Charity Commission closes charity for Muslim prisoners

Report on Al Ikhlas Foundation, one of whose trustees was suspected of links with Al Qaeda, says serious concerns about governance have not been addressed

Charity Commission
Charity Commission

A charity for Muslim prisoners that was forced to remove a trustee with suspected terrorist links has been removed from the charity register because it has ceased to operate, according to a Charity Commission report.

The commission had already published two reports into the Al Ikhlas Foundation, also known as the Muslim Prisoner Support Group.

The first led to the removal of a trustee who was suspected of having links with Al Qaeda. The second said the charity had unsatisfactory governance arrangements.

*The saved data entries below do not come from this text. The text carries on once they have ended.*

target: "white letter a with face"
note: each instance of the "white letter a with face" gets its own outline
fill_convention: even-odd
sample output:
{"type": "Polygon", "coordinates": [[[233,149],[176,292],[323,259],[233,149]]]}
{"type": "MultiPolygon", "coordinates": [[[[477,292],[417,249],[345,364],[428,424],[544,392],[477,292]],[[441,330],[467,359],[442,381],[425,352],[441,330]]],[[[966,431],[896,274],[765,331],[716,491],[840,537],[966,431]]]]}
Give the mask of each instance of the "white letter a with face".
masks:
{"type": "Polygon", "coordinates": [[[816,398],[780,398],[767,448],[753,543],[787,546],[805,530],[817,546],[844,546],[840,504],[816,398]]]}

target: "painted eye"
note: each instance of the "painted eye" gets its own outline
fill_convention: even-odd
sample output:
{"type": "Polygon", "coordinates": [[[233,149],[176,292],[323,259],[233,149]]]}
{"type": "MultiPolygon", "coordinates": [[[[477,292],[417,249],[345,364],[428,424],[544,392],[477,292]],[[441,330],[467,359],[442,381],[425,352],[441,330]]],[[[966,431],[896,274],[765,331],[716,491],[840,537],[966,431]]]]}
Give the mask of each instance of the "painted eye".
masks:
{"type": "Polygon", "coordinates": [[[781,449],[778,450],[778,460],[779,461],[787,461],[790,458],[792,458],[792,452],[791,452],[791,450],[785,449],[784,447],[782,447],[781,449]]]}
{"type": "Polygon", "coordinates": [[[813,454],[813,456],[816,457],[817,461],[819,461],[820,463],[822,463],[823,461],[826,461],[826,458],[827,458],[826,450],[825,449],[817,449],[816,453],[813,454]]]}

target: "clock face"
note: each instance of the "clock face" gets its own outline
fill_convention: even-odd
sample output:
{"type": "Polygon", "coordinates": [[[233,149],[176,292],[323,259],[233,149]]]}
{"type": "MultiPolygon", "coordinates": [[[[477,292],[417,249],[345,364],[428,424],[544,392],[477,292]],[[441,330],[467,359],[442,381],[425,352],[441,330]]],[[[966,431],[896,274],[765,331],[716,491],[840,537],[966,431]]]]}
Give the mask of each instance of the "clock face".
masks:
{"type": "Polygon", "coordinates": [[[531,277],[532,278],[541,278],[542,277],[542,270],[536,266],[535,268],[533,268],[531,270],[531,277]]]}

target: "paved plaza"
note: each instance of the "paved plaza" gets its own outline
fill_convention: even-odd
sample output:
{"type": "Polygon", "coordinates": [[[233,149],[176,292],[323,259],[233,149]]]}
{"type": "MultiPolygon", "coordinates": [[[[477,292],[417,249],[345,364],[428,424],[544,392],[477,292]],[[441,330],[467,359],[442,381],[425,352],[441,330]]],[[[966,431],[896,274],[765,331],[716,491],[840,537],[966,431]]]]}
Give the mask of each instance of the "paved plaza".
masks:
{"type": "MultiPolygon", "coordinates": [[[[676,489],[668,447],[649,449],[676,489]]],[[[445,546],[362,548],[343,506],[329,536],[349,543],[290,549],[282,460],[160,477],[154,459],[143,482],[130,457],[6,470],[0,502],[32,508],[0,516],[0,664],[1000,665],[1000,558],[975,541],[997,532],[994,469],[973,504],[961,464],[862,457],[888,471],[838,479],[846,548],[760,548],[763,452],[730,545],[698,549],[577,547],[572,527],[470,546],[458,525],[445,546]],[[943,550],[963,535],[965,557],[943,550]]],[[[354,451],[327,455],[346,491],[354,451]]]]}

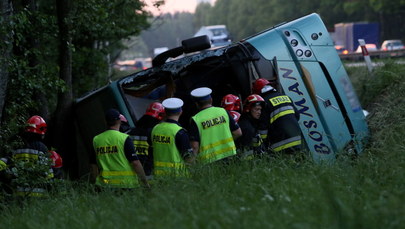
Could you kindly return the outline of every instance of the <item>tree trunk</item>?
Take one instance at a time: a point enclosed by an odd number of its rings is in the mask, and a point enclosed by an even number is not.
[[[75,158],[74,127],[73,127],[73,93],[72,93],[72,38],[68,17],[70,0],[55,0],[59,27],[59,77],[67,86],[67,90],[58,94],[58,104],[54,116],[53,142],[56,150],[64,159],[64,167],[69,168]]]
[[[31,11],[33,14],[35,14],[36,11],[38,11],[37,7],[37,2],[36,0],[23,0],[23,5],[29,11]],[[30,18],[32,21],[33,19]],[[27,42],[28,42],[28,47],[30,49],[38,49],[38,39],[37,37],[31,36],[30,34],[27,34]],[[30,54],[28,56],[29,60],[29,66],[32,68],[35,68],[38,66],[40,63],[38,61],[38,56],[36,54]],[[49,108],[48,108],[48,99],[46,95],[42,91],[35,91],[34,92],[34,97],[36,101],[39,101],[40,106],[37,107],[36,114],[42,116],[45,118],[45,120],[49,120]]]
[[[0,3],[0,26],[2,28],[7,28],[10,24],[10,16],[13,12],[13,7],[11,0],[1,1]],[[4,33],[3,33],[4,32]],[[2,44],[0,45],[0,125],[2,124],[3,108],[6,100],[7,94],[7,84],[8,84],[8,69],[7,62],[11,54],[11,30],[1,31],[0,40]]]

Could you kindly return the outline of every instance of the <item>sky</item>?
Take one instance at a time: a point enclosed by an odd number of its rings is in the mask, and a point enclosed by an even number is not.
[[[153,5],[155,0],[145,0],[149,6]],[[165,0],[165,4],[161,6],[160,13],[174,12],[191,12],[194,13],[199,2],[215,2],[215,0]],[[151,10],[154,14],[159,14],[157,10]]]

The supplementary report, published yesterday, found the charity was still accepting donations and raised concerns that it was continuing to solicit donations without carrying out any charitable activity.

The regulator said that serious concerns over the charity’s governance arrangements had not been addressed. The charity has been told to disperse £2,208.67 held in its bank accounts to other charities.

The commission said it was removing the charity from the register to reduce the risk of the public being misled, to maintain the integrity of the register and to protect the reputation of the sector.

In 2008, the commission ruled that Mohammed Al Ghabra should be removed as a trustee after the UN said it suspected him of having links with Al Qaeda.

An inquiry into the suitability of Al Ghabra as a trustee also found that the charity could not account for funds it had spent and that there were no written policies to manage financial controls.

In September 2008, another trustee of the charity, Abbas Taj, was arrested after a firebomb attack on the home of an owner of a publishing company. He was later found guilty of conspiracy to recklessly damage property and endanger life. He resigned as a trustee.

The resulting commission inquiry, published in 2010, examined governance arrangements again. The regulator raised doubts about whether the charity had any properly appointed trustees and found that meetings were not held and no membership list was maintained.

A statement from the Charity Commission said: "The commission is satisfied that the outcomes of each of the previous inquiries were appropriate, proportionate to the risk posed and the resources available."

No one from the Al Ikhlas Foundation could be contacted for comment.